Cependant, il est essentiel de se questionner sur les potentielles dérives d’une telle philosophie. Si le Brat Summer encourage une certaine forme d’émancipation, il peut également normaliser des comportements irresponsables sous prétexte de liberté, des actions entreprises dans un esprit de « je le peux, donc je le fais ». Dans certains cas, le fait de glorifier l’insouciance et de minimiser les conséquences de certaines actions peut mener à des situations où l’on se sent autorisé·e·s à franchir certaines limites, qu’elles soient légales, morales, ou personnelles. On peut donc, sous le prétexte du Brat Summer, poser des actions qui heurtent les gens qui nous entourent ou encore nous-même. Il reste donc à méditer si notre génération est dotée de lobes frontaux assez développés pour discerner où se trouvent les limites de l’acceptable.

Un album quelque peu controversé 

Je crois également impératif de discuter des principales controverses associées à la sortie de l’album de Charli XCX. La polémique est née du soutien de Charli à la candidate présidentielle démocrate, Kamala Harris, déduit du tweet de la chanteuse britannique publié le 22 juillet, où elle écrivait « Kamala IS brat ». Rapidement, la campagne électorale de Harris a adopté le vert néon de l’album, certainement par envie d’interpeller le jeune électorat américain. Ceci dit, Charli XCX, qui ne peut d’ailleurs pas voter aux États-Unis, a reçu de nombreuses critiques en lien avec son soutien pour Harris, notamment en ce qui concerne le passé de la candidate aux élections présidentielles comme procureure en Californie, ainsi que ses opinions quant au génocide qui a actuellement lieu en Palestine. Au final, Charli a offert comme réponse que « sa musique n’est pas politique » et qu’elle espérait que ce tweet, soit « positif et léger ».
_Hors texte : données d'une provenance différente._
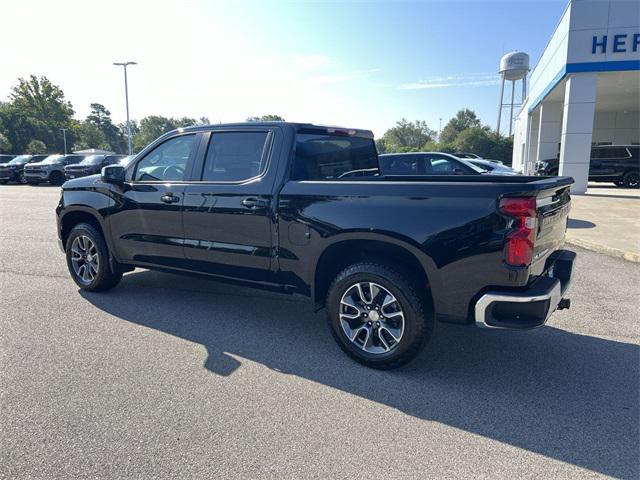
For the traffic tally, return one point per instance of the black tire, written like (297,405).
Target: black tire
(418,314)
(56,178)
(104,279)
(631,180)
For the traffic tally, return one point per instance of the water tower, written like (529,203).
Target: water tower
(514,66)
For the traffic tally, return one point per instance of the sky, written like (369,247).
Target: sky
(363,64)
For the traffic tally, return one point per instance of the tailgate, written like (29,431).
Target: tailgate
(552,207)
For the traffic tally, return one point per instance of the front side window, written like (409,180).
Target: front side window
(321,156)
(440,165)
(400,164)
(235,156)
(167,162)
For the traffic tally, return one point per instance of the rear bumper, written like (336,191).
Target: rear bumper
(532,307)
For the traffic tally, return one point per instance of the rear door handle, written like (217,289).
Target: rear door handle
(254,203)
(169,198)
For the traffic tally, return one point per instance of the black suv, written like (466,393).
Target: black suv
(90,165)
(13,171)
(619,164)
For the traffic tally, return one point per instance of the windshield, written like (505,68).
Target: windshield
(53,159)
(20,159)
(472,166)
(92,160)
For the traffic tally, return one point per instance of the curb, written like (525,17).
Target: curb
(612,252)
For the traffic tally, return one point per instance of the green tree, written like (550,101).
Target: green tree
(406,136)
(37,109)
(464,119)
(87,135)
(5,144)
(153,126)
(266,118)
(100,117)
(486,143)
(36,147)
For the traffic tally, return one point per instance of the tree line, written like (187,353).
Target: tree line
(33,118)
(463,133)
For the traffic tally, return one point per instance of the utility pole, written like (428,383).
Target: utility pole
(64,138)
(126,99)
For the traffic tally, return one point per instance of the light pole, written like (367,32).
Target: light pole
(126,99)
(64,137)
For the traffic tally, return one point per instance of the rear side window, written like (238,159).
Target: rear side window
(235,156)
(331,157)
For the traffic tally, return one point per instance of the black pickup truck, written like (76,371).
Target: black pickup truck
(302,209)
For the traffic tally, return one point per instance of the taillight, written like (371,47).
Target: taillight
(519,242)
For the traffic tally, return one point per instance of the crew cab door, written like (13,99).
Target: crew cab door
(228,212)
(146,221)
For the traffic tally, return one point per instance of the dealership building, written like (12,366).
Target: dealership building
(584,90)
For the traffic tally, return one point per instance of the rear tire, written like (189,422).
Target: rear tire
(88,259)
(389,326)
(631,180)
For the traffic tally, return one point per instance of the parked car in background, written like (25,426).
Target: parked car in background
(426,163)
(90,165)
(51,169)
(466,155)
(13,171)
(268,204)
(124,161)
(492,167)
(619,164)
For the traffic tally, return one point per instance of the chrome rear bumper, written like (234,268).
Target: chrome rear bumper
(523,310)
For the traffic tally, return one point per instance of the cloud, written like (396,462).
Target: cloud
(342,77)
(313,61)
(454,80)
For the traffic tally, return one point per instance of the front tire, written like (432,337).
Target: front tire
(88,259)
(631,180)
(378,316)
(56,178)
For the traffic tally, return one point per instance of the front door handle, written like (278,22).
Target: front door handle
(169,198)
(254,203)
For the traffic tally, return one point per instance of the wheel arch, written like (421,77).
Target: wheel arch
(367,246)
(75,216)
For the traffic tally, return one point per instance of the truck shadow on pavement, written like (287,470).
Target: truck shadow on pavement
(570,397)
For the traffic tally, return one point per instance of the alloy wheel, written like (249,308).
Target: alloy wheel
(371,317)
(84,259)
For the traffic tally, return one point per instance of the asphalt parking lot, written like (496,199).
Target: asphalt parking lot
(173,377)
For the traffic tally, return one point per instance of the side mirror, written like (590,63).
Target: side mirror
(113,174)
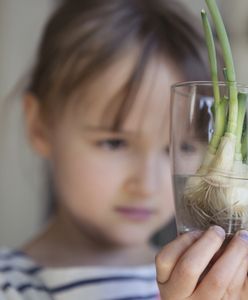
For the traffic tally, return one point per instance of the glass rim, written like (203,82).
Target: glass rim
(205,83)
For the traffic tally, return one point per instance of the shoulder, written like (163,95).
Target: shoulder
(19,276)
(93,282)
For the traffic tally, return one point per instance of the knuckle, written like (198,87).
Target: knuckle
(213,237)
(217,282)
(186,268)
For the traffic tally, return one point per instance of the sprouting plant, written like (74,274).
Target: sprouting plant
(218,194)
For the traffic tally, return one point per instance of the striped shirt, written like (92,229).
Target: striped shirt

Dans la même veine, Charli a aussi été critiquée pour son amitié avec Dasha Nekrasova, co-animatrice du podcast Red Scare. Celle qui aurait d’ailleurs inspiré le morceau Mean girls a vu une vidéo d’elle faire surface, où elle habillait sa cible en carton dans un centre de tir avec une keffiyeh, dont le port est actuellement largement associé à la lutte palestinienne. Leur amitié a donc attiré l’attention des fans de la chanteuse – et avec raison – et mené à des questions quant aux prises de position politiques de Charli. 
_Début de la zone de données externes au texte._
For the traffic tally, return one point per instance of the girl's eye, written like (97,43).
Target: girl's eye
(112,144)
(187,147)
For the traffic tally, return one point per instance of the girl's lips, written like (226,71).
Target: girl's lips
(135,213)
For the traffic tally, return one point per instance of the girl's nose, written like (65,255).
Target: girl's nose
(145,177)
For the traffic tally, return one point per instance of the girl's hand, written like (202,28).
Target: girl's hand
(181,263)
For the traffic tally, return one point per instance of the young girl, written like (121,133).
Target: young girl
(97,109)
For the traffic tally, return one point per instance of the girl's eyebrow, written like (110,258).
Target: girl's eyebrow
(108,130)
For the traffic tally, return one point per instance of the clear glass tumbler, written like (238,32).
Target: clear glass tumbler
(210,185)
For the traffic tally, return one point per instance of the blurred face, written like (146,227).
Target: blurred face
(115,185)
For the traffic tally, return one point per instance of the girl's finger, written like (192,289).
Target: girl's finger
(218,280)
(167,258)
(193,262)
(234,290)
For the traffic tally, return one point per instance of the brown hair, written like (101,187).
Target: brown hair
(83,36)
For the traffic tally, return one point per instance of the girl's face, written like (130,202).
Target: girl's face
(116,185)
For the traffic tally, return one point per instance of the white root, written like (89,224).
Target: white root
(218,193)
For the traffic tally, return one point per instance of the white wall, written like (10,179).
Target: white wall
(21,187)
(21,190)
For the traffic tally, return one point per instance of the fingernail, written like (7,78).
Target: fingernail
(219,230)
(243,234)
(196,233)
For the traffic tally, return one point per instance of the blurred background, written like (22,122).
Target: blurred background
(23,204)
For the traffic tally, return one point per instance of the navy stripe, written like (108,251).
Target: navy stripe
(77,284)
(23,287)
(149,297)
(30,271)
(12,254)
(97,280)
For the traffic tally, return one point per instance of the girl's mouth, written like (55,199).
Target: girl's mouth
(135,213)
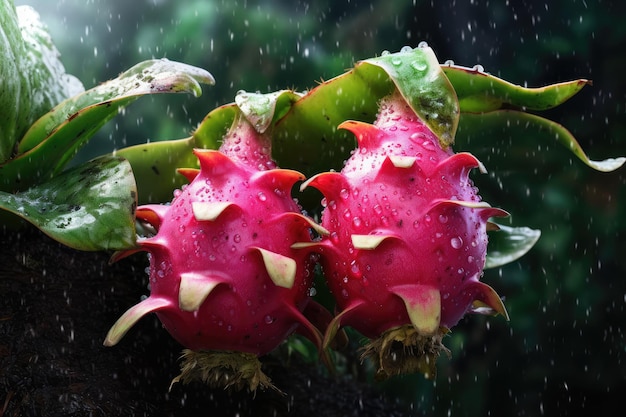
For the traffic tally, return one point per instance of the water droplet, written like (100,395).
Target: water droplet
(419,66)
(428,144)
(456,242)
(355,270)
Le titre 365 a lui aussi beaucoup fait parler. La controverse entourant cette chanson est principalement liée à son traitement explicite de la consommation de drogues, notamment de la cocaïne. En effet, les paroles font une référence directe à l’usage de cette substance, ce qui a provoqué de vives critiques de la part de certains auditeur·rice·s, choqué·e·s par une telle banalisation, voire glamourisation de l’usage de drogues dures, en particulier auprès de ses jeunes fans. Bien que certain·e·s défendent le titre, en disant qu’il reflète une réalité sombre et personnelle plutôt qu’une incitation à consommer, cette dimension de la chanson a ravivé un débat sur la responsabilité des artistes pop dans la manière dont ils abordent des sujets sensibles, comme l’usage de drogues, récréatif ou non.
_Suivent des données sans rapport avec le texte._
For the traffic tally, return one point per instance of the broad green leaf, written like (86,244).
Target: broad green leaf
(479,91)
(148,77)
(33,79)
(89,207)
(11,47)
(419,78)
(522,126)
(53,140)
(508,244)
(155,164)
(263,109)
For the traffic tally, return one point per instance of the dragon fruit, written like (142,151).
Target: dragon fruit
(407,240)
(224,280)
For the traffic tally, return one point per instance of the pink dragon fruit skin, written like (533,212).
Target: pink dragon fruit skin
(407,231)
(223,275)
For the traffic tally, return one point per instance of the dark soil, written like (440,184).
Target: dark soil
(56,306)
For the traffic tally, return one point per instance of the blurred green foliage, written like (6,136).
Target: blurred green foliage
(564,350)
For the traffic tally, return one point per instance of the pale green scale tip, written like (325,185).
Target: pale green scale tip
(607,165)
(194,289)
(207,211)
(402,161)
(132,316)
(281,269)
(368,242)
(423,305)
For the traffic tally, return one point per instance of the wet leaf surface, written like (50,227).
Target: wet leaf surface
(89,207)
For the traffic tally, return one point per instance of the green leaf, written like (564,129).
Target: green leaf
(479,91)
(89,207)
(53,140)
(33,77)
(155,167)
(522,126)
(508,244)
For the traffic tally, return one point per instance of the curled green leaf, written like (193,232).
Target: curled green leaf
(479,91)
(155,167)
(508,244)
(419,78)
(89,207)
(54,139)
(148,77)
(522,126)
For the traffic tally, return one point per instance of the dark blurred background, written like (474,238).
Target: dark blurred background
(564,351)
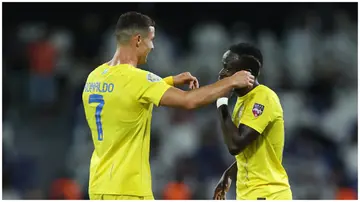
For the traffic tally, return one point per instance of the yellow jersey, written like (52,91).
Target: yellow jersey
(260,171)
(118,103)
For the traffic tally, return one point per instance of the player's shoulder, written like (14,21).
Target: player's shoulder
(265,90)
(96,72)
(269,94)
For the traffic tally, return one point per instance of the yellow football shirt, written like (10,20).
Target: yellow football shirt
(118,103)
(260,171)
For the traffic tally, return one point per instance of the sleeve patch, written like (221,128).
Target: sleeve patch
(258,109)
(153,77)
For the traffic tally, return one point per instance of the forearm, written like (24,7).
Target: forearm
(208,94)
(169,80)
(232,171)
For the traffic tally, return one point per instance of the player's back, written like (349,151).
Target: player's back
(119,119)
(260,170)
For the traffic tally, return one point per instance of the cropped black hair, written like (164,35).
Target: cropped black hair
(131,23)
(243,56)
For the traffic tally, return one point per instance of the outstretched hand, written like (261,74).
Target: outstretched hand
(186,78)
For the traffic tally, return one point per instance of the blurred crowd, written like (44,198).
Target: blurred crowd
(46,140)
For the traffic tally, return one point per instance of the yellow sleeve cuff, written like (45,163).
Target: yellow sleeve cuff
(169,80)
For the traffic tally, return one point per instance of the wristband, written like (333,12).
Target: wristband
(169,80)
(222,101)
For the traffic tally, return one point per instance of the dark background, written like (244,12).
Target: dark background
(310,60)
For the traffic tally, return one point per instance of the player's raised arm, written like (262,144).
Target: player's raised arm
(175,97)
(236,139)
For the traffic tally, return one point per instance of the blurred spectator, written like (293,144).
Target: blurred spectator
(42,59)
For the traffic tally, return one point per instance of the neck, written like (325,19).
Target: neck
(124,55)
(243,91)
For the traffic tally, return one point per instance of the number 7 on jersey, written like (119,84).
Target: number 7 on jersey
(96,98)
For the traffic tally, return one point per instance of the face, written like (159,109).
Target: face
(145,45)
(227,60)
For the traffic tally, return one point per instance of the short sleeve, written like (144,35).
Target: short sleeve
(257,112)
(149,87)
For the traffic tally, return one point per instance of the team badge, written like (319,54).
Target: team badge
(153,77)
(258,109)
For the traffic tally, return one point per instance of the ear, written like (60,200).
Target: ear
(138,40)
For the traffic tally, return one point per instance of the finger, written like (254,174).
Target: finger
(197,85)
(191,85)
(251,77)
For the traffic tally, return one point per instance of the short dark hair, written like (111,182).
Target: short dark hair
(131,23)
(249,56)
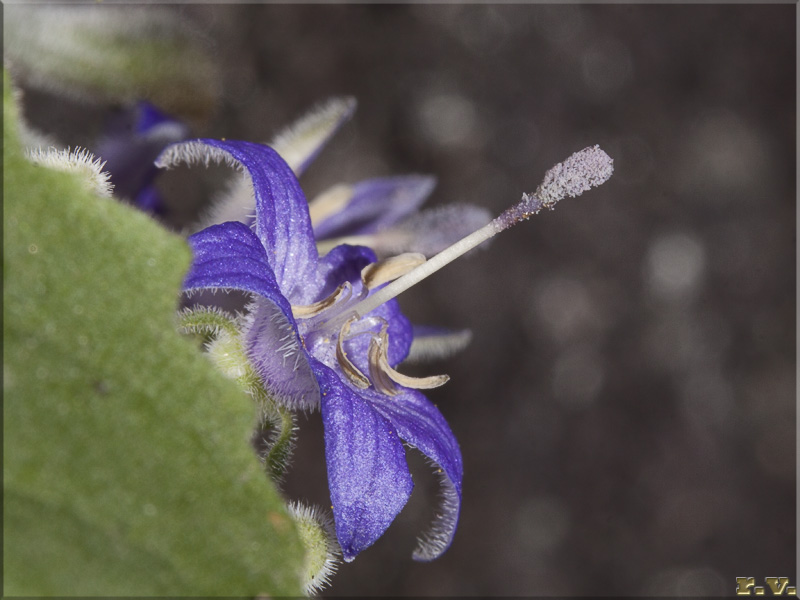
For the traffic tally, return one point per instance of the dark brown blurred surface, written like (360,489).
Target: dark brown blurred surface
(626,410)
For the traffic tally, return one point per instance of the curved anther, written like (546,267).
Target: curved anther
(356,377)
(311,310)
(389,269)
(384,376)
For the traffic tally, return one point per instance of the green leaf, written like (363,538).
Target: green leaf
(127,464)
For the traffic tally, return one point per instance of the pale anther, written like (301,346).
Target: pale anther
(356,377)
(389,269)
(384,376)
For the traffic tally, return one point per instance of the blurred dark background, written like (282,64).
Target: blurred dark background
(626,410)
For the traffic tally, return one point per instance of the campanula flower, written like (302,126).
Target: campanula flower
(326,331)
(311,350)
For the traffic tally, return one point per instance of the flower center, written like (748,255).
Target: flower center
(333,317)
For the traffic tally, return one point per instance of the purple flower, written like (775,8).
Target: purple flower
(132,140)
(381,213)
(311,349)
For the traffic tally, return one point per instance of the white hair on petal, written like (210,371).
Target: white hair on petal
(289,380)
(79,161)
(195,152)
(425,348)
(437,538)
(295,144)
(316,528)
(236,203)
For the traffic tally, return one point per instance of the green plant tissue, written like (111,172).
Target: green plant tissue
(127,465)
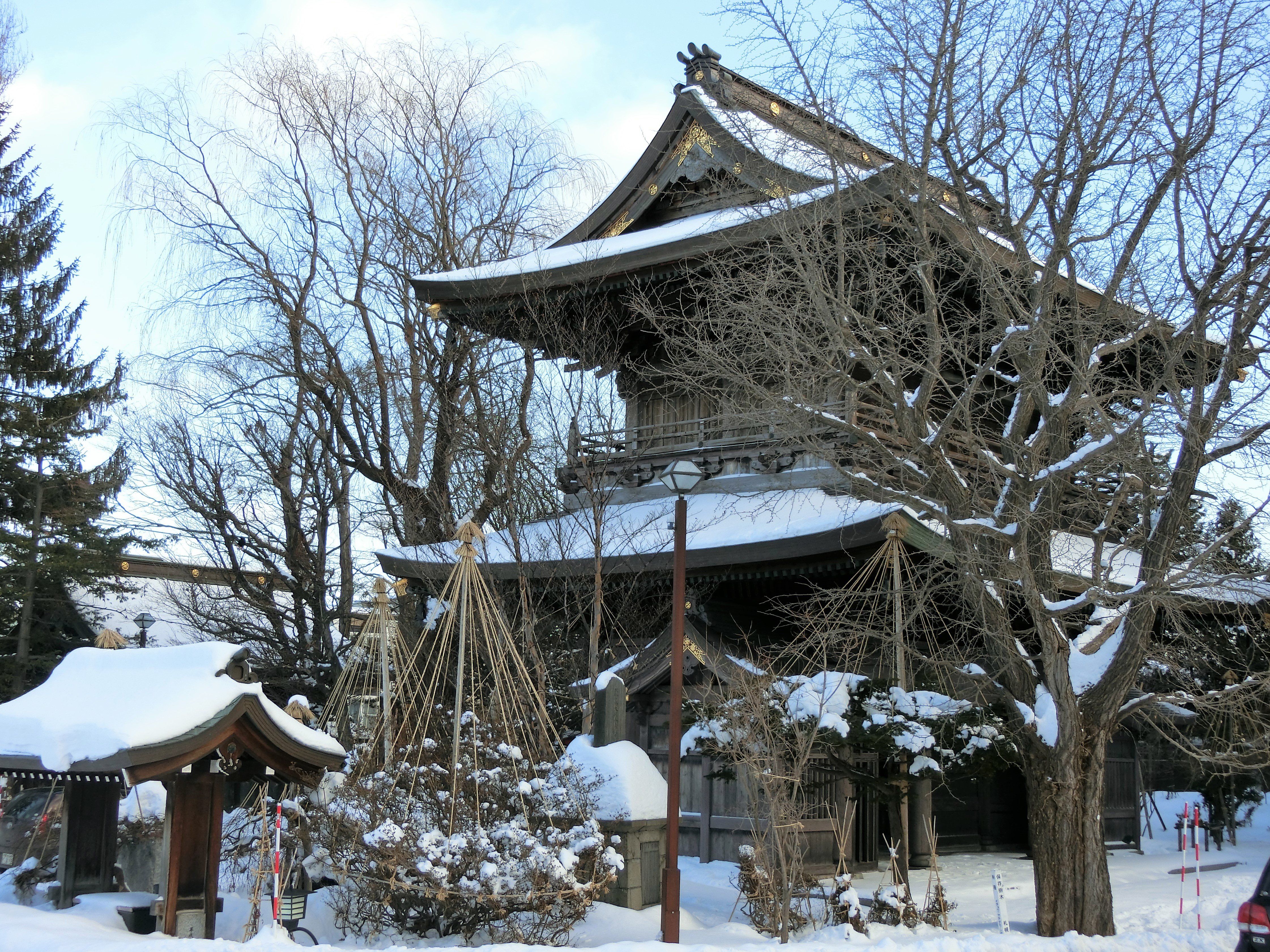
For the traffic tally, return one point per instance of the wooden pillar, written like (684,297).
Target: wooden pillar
(707,808)
(920,814)
(90,838)
(195,853)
Brat Summer : Bien ou pas ?

Pour conclure, le mouvement peut parfois risquer de basculer dans une glorification excessive du chaos, faisant passer au second plan des valeurs importantes telles que la bienveillance, l’esprit critique ou la responsabilité sociale. Ceci étant dit, tout comme le Hot Girl Summer a marqué une génération, il est indéniable que le Brat Summer a su incarner un souffle nouveau pour l’été 2024 et continuera certainement d’inspirer la Génération Z. Il aura su redéfinir les contours de la liberté individuelle, de choix et d’expression, dans une période post-pandémique où l’envie de légèreté et de festivité a pris une importance particulière. Le véritable défi réside alors dans la capacité de cette nouvelle tendance à trouver un équilibre entre l’expression de soi et le respect des autres et du monde qui nous entoure. Somme toute, je crois que le Brat Summer aura su être un été de fêtes, d’amitiés et de sourires, du moins en ce qui me concerne. J’espère donc qu’on gardera à l’esprit cette frivolité qui a rendu l’été 2024 tant mémorable.